The treatment with dRCT in our group of patients was relatively well tolerated. As expected with such a treatment, in all the patients at least one treatment side effect was recorded (Table 3), with 40% of patients having at least one side effect of grade III. The most common side effects of grade III were neutropenia in 21.8% and esophagitis in 18.2% of patients, which is concordant with the data from the literature.7, 8 However, despite the treatment related side effects and because of good supportive treatment, the tolerability of the treatment in our group of patients was good, since majority of patients received the prescribed radiation dose to the tumor and in only 9 (16.4%) patients any kind of adjustments on the dose and/or number of chemotherapy applications were needed. One treatment related death was recorded at the end of dRCT in the patient in whom tracheoesophageal fistula formed on the place of esophageal stent inserted before the start of the dRCT. The problem of dose perturbations in the area of inserted metallic stents is well known.16 In our opinion, due to the relatively high radiation dose applied to the primary tumor, insertion of metallic stents before the start of the dRCT should be avoided. However, since no clinical reports on effects of stents on radiotherapy dose distribution in esophageal cancer exist, any clinical recommendations should be made with caution.

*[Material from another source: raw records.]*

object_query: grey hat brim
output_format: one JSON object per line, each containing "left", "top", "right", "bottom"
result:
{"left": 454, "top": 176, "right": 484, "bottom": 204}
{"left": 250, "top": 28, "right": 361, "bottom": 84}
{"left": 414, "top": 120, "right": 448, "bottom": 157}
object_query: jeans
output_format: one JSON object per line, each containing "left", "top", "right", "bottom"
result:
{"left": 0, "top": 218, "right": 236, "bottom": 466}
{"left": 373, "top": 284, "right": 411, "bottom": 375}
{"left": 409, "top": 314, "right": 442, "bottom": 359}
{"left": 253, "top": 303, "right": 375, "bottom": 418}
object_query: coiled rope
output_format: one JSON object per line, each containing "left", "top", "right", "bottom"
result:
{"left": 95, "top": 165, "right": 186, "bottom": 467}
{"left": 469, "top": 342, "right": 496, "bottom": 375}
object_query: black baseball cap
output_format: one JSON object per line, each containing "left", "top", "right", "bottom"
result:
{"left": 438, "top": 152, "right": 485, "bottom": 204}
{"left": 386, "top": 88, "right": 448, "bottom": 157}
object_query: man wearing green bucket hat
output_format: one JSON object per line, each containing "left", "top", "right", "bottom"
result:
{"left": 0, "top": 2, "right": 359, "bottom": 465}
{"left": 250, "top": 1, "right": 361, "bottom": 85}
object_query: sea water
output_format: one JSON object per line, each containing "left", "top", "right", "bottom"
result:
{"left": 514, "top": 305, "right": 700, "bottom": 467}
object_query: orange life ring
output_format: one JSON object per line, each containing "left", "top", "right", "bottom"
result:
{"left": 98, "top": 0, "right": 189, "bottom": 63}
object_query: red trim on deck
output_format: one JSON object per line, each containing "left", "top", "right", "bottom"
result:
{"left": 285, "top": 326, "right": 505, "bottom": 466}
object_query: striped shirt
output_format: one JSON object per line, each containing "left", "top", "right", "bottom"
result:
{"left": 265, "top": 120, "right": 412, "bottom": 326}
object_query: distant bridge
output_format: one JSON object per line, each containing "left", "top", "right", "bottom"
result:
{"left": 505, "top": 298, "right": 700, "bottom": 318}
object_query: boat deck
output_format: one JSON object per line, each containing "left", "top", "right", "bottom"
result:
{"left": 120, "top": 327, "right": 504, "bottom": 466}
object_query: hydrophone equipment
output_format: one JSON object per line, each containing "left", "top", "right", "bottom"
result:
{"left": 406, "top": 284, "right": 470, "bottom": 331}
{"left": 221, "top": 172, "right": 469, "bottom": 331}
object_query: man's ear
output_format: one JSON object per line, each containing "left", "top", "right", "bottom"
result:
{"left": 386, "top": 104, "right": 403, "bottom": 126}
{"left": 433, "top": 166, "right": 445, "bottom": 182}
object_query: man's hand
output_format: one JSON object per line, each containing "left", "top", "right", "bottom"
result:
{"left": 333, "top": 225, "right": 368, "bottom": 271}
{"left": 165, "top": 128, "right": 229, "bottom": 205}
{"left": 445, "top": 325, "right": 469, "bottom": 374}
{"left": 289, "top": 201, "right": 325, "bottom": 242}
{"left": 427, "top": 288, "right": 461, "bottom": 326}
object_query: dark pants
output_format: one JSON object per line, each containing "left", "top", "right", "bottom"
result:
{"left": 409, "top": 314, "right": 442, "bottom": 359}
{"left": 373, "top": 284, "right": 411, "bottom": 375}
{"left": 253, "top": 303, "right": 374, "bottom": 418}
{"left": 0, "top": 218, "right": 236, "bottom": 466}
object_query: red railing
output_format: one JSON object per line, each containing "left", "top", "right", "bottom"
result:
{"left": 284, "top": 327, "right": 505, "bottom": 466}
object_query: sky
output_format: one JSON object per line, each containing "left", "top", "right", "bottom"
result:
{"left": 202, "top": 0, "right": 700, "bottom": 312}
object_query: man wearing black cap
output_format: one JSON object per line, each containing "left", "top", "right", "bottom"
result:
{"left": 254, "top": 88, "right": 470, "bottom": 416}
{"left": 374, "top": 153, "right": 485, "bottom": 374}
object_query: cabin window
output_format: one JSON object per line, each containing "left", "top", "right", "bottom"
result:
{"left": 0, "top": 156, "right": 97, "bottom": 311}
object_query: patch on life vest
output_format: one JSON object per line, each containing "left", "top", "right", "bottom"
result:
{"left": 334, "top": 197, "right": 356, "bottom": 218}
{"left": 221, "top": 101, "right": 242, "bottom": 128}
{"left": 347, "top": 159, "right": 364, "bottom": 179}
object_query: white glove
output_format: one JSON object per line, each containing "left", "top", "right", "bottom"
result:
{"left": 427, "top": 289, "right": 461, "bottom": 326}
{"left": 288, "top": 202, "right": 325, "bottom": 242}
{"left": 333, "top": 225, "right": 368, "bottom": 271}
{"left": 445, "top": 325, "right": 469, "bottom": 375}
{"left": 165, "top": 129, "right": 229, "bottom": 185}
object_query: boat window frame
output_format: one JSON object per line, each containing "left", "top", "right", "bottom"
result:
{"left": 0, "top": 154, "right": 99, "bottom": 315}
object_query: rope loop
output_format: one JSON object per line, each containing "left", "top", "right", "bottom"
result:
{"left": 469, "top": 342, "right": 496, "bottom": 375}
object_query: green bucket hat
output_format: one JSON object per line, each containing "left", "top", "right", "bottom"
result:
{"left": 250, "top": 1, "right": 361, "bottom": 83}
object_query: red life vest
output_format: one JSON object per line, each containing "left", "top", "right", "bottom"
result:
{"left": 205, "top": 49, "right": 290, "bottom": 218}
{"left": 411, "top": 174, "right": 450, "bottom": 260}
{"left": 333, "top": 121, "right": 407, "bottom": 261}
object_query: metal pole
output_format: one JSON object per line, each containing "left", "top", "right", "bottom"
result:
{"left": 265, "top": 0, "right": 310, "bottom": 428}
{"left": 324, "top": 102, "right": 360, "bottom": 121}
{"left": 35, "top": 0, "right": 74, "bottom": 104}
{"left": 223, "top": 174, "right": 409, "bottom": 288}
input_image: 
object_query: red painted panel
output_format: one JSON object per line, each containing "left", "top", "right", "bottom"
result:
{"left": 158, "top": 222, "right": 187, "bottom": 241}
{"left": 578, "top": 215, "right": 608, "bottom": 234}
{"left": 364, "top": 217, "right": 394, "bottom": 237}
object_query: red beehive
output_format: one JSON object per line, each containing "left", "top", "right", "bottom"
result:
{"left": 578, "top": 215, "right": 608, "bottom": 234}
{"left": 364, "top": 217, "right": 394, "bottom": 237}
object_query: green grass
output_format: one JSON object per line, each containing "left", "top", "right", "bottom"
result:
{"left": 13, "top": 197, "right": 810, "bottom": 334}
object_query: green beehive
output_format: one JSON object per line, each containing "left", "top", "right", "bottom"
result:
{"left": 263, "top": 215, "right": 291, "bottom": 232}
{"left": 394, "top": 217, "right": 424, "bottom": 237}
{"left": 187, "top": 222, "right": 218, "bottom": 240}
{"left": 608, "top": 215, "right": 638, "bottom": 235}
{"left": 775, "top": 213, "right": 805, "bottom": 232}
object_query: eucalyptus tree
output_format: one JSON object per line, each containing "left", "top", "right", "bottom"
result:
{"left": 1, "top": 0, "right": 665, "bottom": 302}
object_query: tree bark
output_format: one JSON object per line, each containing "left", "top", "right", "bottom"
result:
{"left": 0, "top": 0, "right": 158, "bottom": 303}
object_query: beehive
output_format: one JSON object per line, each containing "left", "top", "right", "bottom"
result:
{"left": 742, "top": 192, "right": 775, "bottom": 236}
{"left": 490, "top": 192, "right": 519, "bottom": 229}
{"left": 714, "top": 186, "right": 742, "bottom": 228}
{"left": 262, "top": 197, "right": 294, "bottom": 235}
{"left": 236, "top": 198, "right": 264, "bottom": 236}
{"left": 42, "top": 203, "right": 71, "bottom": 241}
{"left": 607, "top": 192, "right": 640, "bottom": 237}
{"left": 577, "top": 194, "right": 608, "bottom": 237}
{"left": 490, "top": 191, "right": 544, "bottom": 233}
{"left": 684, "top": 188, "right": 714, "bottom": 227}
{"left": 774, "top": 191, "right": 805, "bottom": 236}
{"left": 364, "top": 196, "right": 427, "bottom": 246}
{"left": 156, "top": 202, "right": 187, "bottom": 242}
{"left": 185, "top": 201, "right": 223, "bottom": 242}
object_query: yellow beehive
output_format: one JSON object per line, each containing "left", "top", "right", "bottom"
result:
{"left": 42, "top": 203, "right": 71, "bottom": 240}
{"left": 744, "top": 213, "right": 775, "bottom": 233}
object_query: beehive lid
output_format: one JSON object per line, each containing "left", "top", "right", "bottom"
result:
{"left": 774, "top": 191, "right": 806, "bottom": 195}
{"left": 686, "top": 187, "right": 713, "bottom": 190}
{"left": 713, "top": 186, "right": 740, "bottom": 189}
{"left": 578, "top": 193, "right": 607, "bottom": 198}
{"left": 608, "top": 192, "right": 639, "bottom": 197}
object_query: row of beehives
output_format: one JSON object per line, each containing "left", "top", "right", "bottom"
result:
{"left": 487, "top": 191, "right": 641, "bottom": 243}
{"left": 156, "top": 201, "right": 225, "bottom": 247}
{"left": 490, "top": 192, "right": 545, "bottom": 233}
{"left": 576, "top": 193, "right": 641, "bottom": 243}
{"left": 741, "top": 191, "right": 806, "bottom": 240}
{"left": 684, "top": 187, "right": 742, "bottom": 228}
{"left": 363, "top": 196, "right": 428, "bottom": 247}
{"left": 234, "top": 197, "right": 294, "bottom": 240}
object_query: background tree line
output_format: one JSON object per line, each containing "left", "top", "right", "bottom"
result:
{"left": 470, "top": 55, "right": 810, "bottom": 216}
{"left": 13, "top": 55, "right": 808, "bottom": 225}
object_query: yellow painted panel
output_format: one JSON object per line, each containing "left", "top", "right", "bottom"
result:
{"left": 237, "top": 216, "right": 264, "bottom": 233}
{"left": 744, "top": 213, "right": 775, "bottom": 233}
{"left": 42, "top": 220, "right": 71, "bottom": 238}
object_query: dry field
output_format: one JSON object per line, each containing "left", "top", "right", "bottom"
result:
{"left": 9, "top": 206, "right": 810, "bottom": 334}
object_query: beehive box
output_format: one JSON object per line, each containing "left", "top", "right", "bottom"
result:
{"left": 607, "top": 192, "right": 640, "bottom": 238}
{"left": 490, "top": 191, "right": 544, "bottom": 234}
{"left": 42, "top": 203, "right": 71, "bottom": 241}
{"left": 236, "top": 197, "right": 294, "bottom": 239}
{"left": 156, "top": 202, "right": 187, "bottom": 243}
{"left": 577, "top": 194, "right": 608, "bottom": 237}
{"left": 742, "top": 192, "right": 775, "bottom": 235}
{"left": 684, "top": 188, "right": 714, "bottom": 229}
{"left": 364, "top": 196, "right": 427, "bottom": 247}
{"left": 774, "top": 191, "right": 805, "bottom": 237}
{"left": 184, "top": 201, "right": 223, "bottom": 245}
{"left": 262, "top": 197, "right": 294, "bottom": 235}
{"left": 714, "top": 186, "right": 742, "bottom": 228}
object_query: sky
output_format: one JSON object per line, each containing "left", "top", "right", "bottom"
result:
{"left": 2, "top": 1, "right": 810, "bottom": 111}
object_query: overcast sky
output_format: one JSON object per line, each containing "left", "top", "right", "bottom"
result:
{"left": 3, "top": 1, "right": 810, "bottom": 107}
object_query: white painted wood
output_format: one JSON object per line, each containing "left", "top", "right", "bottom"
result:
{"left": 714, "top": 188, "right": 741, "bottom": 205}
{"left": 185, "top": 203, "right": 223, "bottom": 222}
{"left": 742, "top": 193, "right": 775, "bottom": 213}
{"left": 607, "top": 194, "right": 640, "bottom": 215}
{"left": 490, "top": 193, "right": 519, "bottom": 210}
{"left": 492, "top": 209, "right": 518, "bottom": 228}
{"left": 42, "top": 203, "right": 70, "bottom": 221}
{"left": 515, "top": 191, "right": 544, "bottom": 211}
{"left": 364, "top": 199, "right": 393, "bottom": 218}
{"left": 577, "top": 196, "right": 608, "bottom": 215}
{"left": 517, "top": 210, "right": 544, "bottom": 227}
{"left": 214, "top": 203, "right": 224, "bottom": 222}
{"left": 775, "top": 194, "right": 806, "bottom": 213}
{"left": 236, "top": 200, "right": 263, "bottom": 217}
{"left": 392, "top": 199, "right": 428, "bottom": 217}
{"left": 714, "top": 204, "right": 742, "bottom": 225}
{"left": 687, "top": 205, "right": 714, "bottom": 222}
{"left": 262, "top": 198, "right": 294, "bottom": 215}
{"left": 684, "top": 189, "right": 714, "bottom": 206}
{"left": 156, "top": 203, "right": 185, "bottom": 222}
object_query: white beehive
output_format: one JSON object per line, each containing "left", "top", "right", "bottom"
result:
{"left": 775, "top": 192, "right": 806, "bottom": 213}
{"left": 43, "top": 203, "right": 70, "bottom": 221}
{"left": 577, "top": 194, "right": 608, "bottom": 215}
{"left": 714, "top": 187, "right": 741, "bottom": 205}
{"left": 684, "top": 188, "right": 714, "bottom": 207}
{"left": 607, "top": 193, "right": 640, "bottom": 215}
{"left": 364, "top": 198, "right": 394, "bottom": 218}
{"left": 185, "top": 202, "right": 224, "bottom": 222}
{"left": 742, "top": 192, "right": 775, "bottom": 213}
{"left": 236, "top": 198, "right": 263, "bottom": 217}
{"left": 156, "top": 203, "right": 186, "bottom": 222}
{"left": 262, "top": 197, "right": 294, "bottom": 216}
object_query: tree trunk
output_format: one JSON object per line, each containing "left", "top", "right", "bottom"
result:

The OS in our group of patients (19.4% - see Table 4) was a bit lower if compared with the results from the literature, according to which the 5-years OS after dRCT is around 25%. On the other hand, 5-year LRC of 41% in our study, is concordant with the data from the literature with 5-year LRC after dRCT of 40-60%.3,17, 18, 19, 20 The slightly lower OS in our study can be attributed to unfavourable stage distribution since 85.5% of our patients had T3 or T4 disease and 63.6% N+ disease and the fact that of 35 patients in whom the recurrence of the disease was recorded, only 10 patients received some sort of additional specific treatment. In esophageal cancer some of the factors (such us gender, age at diagnosis, T and N stage, WHO performance stage, radiation dose received, etc.) are well recognized as the risk factors for worse treatment outcome.7,21,22 However, in our study in univariate analysis none of the analyzed factors reached statistical significance for their impact on survivals, which in our opinion can be attributed to relatively small overall number of patients and uneven distribution of patients in different subgroups tested.

Conclusions

Our results of treatment with definitive radio-chemotherapy in patients with esophageal cancer are concordant with the results of other studies. Due to the high intensity of existing treatment protocols, multidisciplinary approach with adequate supportive treatment is needed, and in our opinion treatment of patients with dCRT should be centralized and performed in institutions with sufficient experience and workload. Majority of our patients ended the treatment according to the protocol, which at least in part can be attributed to the adequate and well organized supportive treatment in our institution. However, the results of dRCT in general are still not satisfactory. With the increasingly widespread use of modern radiotherapy treatment techniques, such as IMRT or VMAT, there is not much room for improvement in radiotherapy part of the treatment protocols. Most probably there is still room for improvement in systemic treatment in means of intensifying chemotherapeutics given and/or with the addition of target drugs and immunotherapy, but further prospective studies addresing this subject are needed.